Update: The story has been updated with stock movements.
Baidu’s (NASDAQ: BIDU) Share fell by 5% on Thursday following its mixed second-quarter results.
Baidu’s non-GAAP earnings per American Depositary Share (ADS) fell 7% year-on-year to RMB 21.02 or USD 2.89, beating estimates. Total revenue remained unchanged year-on-year at RMB 33.93 billion or USD 4.67 billion, missing the Estimates.
Compared to the first quarter of 2024, revenue increased by 8% to RMB 31.51 billion or USD 4.37 billion.
“AI Cloud continued to gain momentum in the second quarter, offsetting ongoing macroeconomic headwinds to online marketing revenue and leading to slightly positive revenue growth for Baidu Core. Operationally, we accelerated the renewal of Baidu Search, which we believe will lead to long-term success despite the short-term impact on monetization.”
Earlier this month, Bernstein highlighted how Baidu’s AI search strategy and rollout compares to that of global leader Google. The company noted that Baidu’s AI strategy “will bear fruit,” but noted that the company is pursuing a different path to monetization, one that is slower and more staggered, perhaps reflecting the inherently more competitive digital advertising market in China.
Baidu announced on Thursday that it has expanded the Ernie family of large language models (LLMs) with the launch of Ernie 4.0 Turbo in June 2024.
The Chinese internet search giant added that PaddlePaddle and Ernie’s developer community had grown to 14.7 million in June 2024.
The number of monthly active users of the Baidu app reached 703 million, an increase of 4% year-on-year.
Baidu’s autonomous ride-sharing service offered about 899,000 rides in the second quarter of 2024.
In the second quarter (April to June), Baidu Core’s revenue increased about 1% year-on-year to RMB 26.7 billion ($3.67 billion).
Online marketing revenue decreased 2% year-on-year to approximately RMB 19.2 billion (US$2.64 billion), while non-online marketing revenue was RMB 7.5 billion (US$1.03 billion), up 10% year-on-year, mainly due to the AI cloud business.
China’s cloud services market is witnessing a price war, with players such as Baidu, Alibaba (BABA), ByteDance (BDNCE), Tencent (OTCPK:TCEHY) (OTCPK:TCTZF) and iFlytek cutting prices for their LLMs that power AI chatbots.
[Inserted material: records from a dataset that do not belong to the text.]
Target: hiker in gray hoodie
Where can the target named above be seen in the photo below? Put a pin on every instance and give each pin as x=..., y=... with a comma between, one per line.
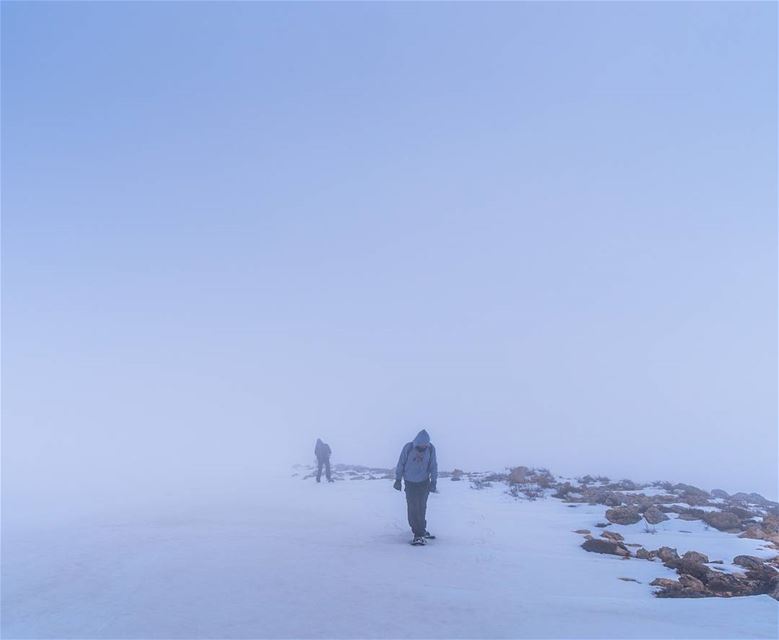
x=418, y=467
x=322, y=452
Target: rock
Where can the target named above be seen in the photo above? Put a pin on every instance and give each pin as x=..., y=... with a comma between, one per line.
x=623, y=515
x=697, y=569
x=668, y=556
x=755, y=533
x=725, y=584
x=612, y=535
x=770, y=524
x=643, y=554
x=694, y=556
x=653, y=515
x=563, y=490
x=741, y=513
x=519, y=475
x=691, y=582
x=748, y=562
x=722, y=520
x=605, y=546
x=691, y=514
x=664, y=582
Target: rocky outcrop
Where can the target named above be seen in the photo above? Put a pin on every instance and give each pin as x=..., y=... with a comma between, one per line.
x=653, y=515
x=722, y=520
x=611, y=547
x=623, y=515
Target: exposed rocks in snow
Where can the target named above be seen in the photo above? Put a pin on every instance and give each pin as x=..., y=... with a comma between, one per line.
x=653, y=515
x=612, y=535
x=623, y=515
x=749, y=515
x=722, y=520
x=611, y=547
x=698, y=581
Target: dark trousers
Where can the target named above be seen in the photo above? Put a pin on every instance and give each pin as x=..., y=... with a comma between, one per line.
x=416, y=501
x=322, y=462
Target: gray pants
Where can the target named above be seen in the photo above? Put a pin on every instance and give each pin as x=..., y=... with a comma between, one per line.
x=416, y=501
x=320, y=462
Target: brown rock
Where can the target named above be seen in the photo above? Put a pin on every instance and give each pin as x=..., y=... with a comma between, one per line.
x=668, y=556
x=612, y=535
x=605, y=546
x=519, y=475
x=665, y=583
x=748, y=562
x=623, y=515
x=644, y=554
x=722, y=520
x=694, y=556
x=653, y=515
x=691, y=582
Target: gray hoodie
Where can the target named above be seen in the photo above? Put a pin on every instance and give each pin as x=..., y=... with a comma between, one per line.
x=415, y=465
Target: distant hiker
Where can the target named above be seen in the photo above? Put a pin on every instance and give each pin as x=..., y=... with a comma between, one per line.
x=418, y=467
x=322, y=452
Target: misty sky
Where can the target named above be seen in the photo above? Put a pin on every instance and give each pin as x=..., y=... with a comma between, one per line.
x=545, y=232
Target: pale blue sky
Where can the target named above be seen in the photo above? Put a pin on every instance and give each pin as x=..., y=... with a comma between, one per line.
x=546, y=232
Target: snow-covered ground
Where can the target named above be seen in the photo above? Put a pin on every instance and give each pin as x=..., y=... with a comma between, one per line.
x=299, y=560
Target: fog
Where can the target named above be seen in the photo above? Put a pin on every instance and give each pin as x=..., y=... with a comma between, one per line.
x=355, y=222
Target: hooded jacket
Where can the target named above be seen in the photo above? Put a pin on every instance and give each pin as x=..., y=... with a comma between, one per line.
x=415, y=465
x=321, y=450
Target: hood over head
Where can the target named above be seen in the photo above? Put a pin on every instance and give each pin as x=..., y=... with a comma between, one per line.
x=422, y=438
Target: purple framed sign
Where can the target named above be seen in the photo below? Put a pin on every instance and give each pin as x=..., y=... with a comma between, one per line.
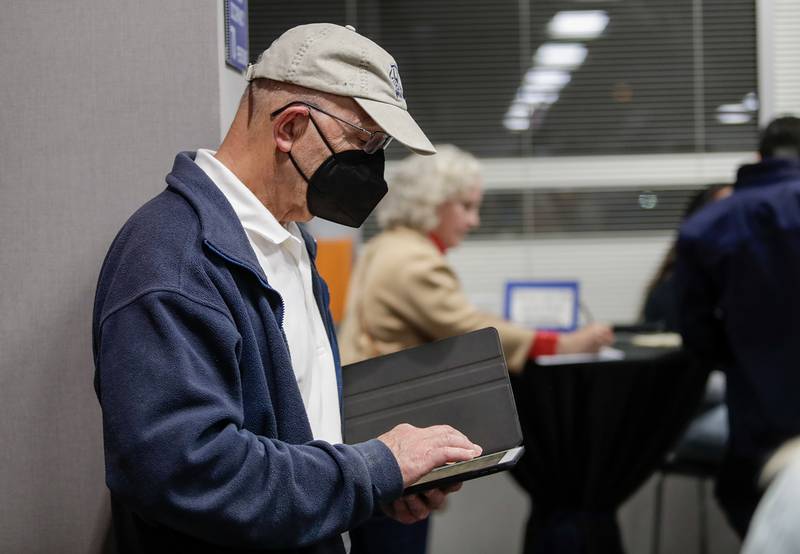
x=237, y=49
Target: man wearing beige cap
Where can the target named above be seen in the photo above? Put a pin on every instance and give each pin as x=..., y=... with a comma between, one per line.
x=216, y=362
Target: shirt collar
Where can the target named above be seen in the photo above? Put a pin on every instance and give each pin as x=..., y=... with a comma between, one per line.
x=254, y=216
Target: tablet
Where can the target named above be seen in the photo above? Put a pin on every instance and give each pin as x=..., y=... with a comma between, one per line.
x=464, y=471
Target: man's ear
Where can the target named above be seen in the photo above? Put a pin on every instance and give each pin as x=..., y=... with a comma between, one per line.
x=288, y=126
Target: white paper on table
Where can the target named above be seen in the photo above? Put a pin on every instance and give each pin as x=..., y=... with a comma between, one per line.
x=606, y=354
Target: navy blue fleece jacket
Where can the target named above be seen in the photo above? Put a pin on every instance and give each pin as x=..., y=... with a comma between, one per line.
x=207, y=442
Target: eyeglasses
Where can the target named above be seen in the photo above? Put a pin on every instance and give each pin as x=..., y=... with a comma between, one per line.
x=377, y=140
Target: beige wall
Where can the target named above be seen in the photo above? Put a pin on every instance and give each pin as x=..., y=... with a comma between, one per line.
x=96, y=98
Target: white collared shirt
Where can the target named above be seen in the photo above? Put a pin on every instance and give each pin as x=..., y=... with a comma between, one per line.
x=283, y=257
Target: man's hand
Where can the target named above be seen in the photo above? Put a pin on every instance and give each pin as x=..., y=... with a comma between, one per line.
x=588, y=339
x=418, y=451
x=416, y=507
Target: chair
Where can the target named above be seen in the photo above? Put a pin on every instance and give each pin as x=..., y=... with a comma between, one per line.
x=698, y=454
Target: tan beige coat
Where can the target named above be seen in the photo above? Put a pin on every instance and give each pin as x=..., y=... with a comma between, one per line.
x=404, y=293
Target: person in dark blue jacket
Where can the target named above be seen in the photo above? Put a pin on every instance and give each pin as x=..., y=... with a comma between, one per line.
x=217, y=368
x=737, y=278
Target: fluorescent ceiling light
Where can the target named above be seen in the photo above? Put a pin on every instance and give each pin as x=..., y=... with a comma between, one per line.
x=584, y=24
x=733, y=118
x=517, y=123
x=561, y=55
x=732, y=108
x=533, y=98
x=545, y=80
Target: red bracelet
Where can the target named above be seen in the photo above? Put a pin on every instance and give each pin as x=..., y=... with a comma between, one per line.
x=544, y=343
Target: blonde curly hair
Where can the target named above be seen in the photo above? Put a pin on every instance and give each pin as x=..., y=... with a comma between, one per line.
x=420, y=184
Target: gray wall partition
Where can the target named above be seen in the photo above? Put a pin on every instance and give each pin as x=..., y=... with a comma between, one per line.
x=96, y=97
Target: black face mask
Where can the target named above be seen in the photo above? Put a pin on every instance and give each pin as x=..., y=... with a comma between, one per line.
x=347, y=186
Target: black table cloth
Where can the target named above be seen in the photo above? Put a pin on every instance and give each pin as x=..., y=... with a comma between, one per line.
x=593, y=433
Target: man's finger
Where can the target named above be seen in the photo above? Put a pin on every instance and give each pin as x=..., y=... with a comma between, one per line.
x=416, y=507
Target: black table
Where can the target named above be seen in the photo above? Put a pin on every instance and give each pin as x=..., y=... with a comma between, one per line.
x=593, y=433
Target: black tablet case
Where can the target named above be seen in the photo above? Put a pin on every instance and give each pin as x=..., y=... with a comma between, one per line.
x=461, y=381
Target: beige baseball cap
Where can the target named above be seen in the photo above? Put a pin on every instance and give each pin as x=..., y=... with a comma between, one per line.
x=335, y=59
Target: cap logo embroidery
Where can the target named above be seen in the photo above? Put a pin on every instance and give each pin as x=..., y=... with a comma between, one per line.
x=394, y=76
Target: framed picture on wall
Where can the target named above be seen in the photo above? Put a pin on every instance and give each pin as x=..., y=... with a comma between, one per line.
x=543, y=305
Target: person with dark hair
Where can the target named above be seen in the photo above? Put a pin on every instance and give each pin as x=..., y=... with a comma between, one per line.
x=660, y=309
x=737, y=275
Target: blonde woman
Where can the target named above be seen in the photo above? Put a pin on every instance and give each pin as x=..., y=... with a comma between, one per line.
x=404, y=292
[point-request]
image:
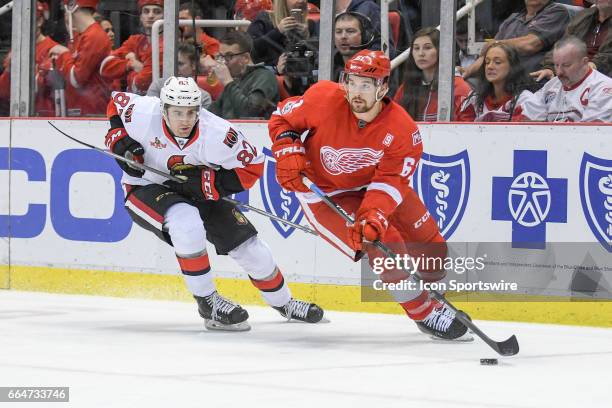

“As we accelerated the AI-native transformation of our products in the second quarter, we continued to optimize our operations and maintain a healthy margin,” said Baidu CFO Rong Luo. “For AI Cloud in particular, we expect growth to maintain strong momentum.”
Online entertainment service iQIYI (IQ) reported a 5% year-on-year decline in revenue to 7.4 billion RMB (1.02 billion USD). Baidu owns a majority stake in the company.
iQIYI (IQ) shares plummeted 16% on Thursday after the announcement of the quarterly results.
Share buyback: Baidu said it has repurchased $301 million worth of shares since the beginning of the second quarter of 2024, bringing the cumulative repurchase under the 2023 share repurchase program to approximately $1.2 billion.
Other Chinese stocks on Thursday: Alibaba (BABA) -2%JD.com (JD) -3%Meanwhile, shares of NetEase (NTES), whose second-quarter results today came in below estimates, fell 12%.